Here’s a demo video: https://video.runpulse.com/video/pulse-platform-walkthrough-....

Later in this post, you’ll find links to before-and-after examples on particularly tricky cases. Check those out to see what Pulse can really do! Modern vision language models are great at producing plausible text, but that makes them risky for OCR and data ingestion. Plausibility isn’t good enough when you need accuracy.

When we started working on document extraction, we assumed the same thing many teams do: foundation models are improving quickly, multi-modal systems appear to read documents well, what’s not to like? And indeed, for small or clean inputs, those assumptions mostly give good results. However, limitations show up once you begin processing real documents in volume. Long PDFs, dense tables, mixed layouts, low-fidelity scans, and financial or operational data expose errors that are subtle, hard to detect, and expensive to correct. Outputs look reasonable even though they contain small but important mistakes, especially in tables and numeric fields.

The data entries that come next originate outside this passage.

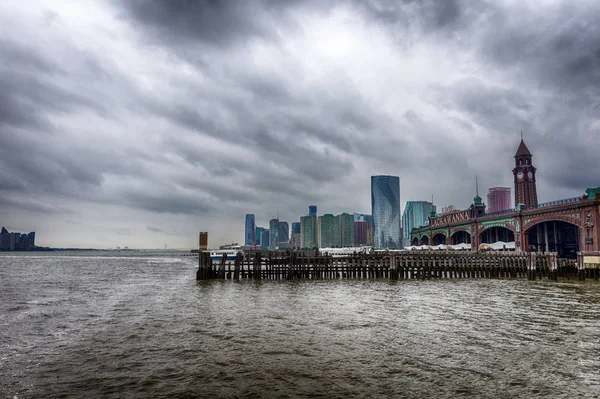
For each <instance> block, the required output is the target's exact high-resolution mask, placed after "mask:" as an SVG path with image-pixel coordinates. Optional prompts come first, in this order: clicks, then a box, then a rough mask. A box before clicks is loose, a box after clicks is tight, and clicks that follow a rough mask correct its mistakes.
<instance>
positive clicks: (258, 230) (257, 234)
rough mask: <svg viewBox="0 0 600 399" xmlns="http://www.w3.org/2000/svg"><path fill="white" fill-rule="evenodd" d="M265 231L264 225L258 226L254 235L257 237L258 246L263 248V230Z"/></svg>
mask: <svg viewBox="0 0 600 399" xmlns="http://www.w3.org/2000/svg"><path fill="white" fill-rule="evenodd" d="M263 231H265V228H264V227H258V226H256V228H255V229H254V237H256V244H255V245H256V246H257V247H258V248H262V232H263Z"/></svg>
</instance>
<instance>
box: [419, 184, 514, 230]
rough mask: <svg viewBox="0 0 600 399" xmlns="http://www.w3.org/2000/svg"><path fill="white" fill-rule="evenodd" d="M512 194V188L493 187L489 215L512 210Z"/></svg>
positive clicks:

Running into those challenges got us working. We ran controlled evaluations on complex documents, fine tuned vision models, and built labeled datasets where ground truth actually matters. There have been many nights where our team stayed up hand-annotating pages, drawing bounding boxes around tables, labeling charts point by point, or debating whether a number was unreadable or simply poorly scanned. That process shaped our intuition far more than benchmarks.

One thing became clear quickly. The core challenge is not extraction itself, but confidence. Vision language models embed document images into high-dimensional representations optimized for semantic understanding, not precise transcription. That process is inherently lossy. When uncertainty appears, models tend to resolve it using learned priors instead of surfacing ambiguity. This behavior can be helpful in consumer settings. In production pipelines, it creates verification problems that do not scale well. Pulse grew out of our trying to address this gap through system design rather than prompting alone.

Instead of treating document understanding as a single generative step, our system separates layout analysis from language modeling. Documents are normalized into structured representations that preserve hierarchy and tables before schema mapping occurs. Extraction is constrained by schemas defined ahead of time, and extracted values are tied back to source locations so uncertainty can be inspected rather than guessed away. In practice, this results in a hybrid approach that combines traditional computer vision techniques, layout models, and vision language models, because no single approach handles these cases reliably on its own.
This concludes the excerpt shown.